The Treaties do not recognise the nationalist logic which the Commission presumes, as the Court has clarified on many occasions.
Those who acquired a ius soli citizenship having never visited their Member State of nationality and thus enjoy zero ‘genuine links’ with it (Zhu and Chen) are granted equal rights to those who have never visited the Member State which issued their passport, having received nationality via ancestry in Latin America (Micheletti): these rights include benefitting from the full protection of EU law, including the express prohibition of any Member State from invoking a ‘genuine links’ argument to prevent these rights from operating. The Commission is mounting an attack on the heart of the fundamental rights provided by EU law.

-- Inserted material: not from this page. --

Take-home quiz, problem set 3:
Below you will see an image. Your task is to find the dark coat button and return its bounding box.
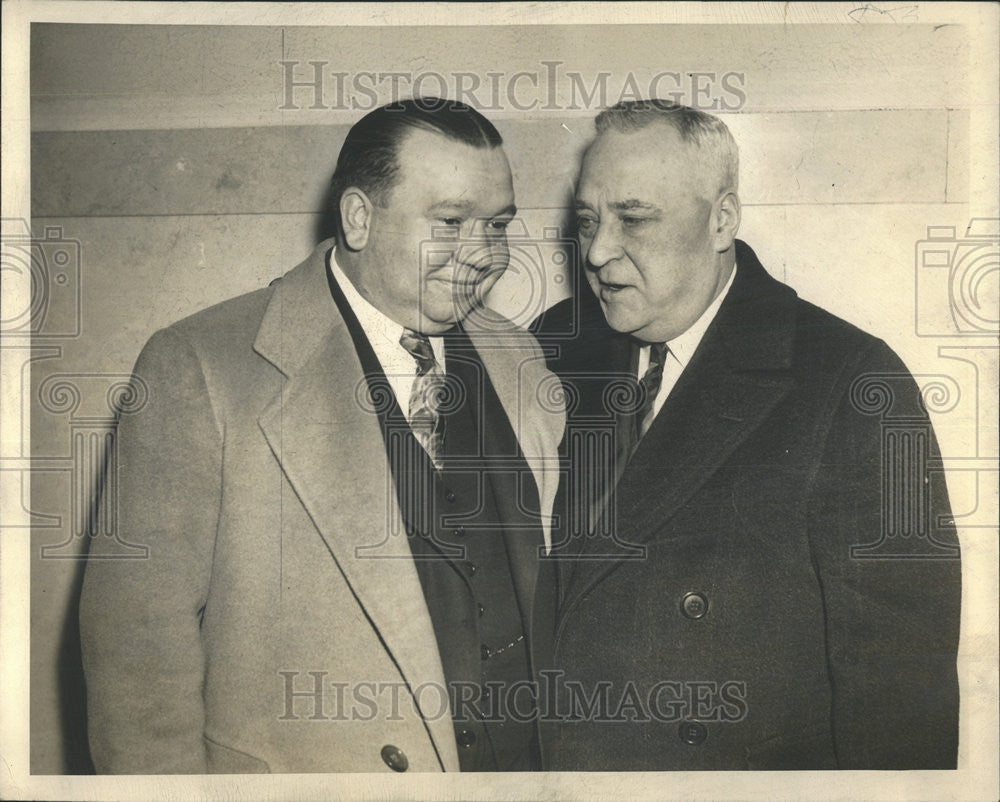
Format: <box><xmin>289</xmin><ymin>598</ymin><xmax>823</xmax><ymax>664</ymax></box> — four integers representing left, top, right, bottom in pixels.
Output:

The logic of the law explained above is not a frivolity. Allowing a check for ‘genuine links’ would turn the whole idea of non-discrimination on the basis of nationality into a fiction in a split second, it is precisely the reason why the Court in Micheletti prohibited Member States from going down this path. By suggesting the contrary, the Commission is mounting an attack on the heart of the fundamental rights provided by EU law, as well as the essence of the free movement of persons in the internal market. Given that the principle of sincere cooperation applies equally to the Member States and to the EU institutions, bringing Malta before the Court of Justice based on a gross perversion of the law is itself a clear violation of the duty of sincere cooperation by the Commission.
Dangerous abuse of power
The underlying thinking informing this obscurantist unlawful pressure put on Malta is instructive in itself, as the Commission is attempting to set aside the law in order to attack only one mode of Member State nationality acquisition among many: while according to the Commission, paying for citizenship is not ok, ‘ancestral links’ emerge as always genuine according to this reasoning, no matter how remote the ‘ancestor’. In other words, the Commission uses the case of Malta to promote a citizenship ideal rooted in blood: fetishising both sexism (grandmothers usually count for little under this reading) and racism (only those with no ancestral connections have to ‘buy’ citizenship).
In summary, the Commission’s push to frame EU citizenship is in direct opposition with the founding values of the Union, including non-discrimination on the basis of nationality, democracy and the respect of the constitutional identity of the Member States.
This is something that the Court will not be able to uphold from whichever angle it may look at it.